The government has placed particular emphasis on the danger this arrest situation posed to the officers. The risk of danger to law enforcement at the arrest scene does not provide reasonable suspicion that a person is lurking inside the residence. Otherwise, Buie would be rendered meaningless because every potentially dangerous arrest would justify a protective sweep. Furthermore, officers’ “perceived vulnerability” does not demonstrate a specific and reasonable belief that other persons are present and pose a danger. United States v. Archibald, 589 F.3d 289, 299-300 (6th Cir. 2009). This is especially true where the danger can be avoided or mitigated. Id. (if inability to see down hallway from inside front door posed danger, prudent course of action would have been to back away, not proceed through the door).

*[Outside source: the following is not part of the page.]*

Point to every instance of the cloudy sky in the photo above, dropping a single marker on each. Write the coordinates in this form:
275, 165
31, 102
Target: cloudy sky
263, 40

In this case, the deputies testified that they were vulnerable to attack after the arrest as they waited for a patrol car to transport the suspect. According to Buie, a protective sweep should last “no longer than it takes to complete the arrest and depart the premises.” Buie, 494 U.S. at 335. To reduce their vulnerability to attack from inside the house, the deputies could have used their considerable force (six to eight officers armed with side arms and long arms) to provide cover while they loaded Simmons into one of their cars and departed. The evidence established that it was their choice to wait on the premises for a patrol car when they easily could have transported the Defendant from the scene themselves.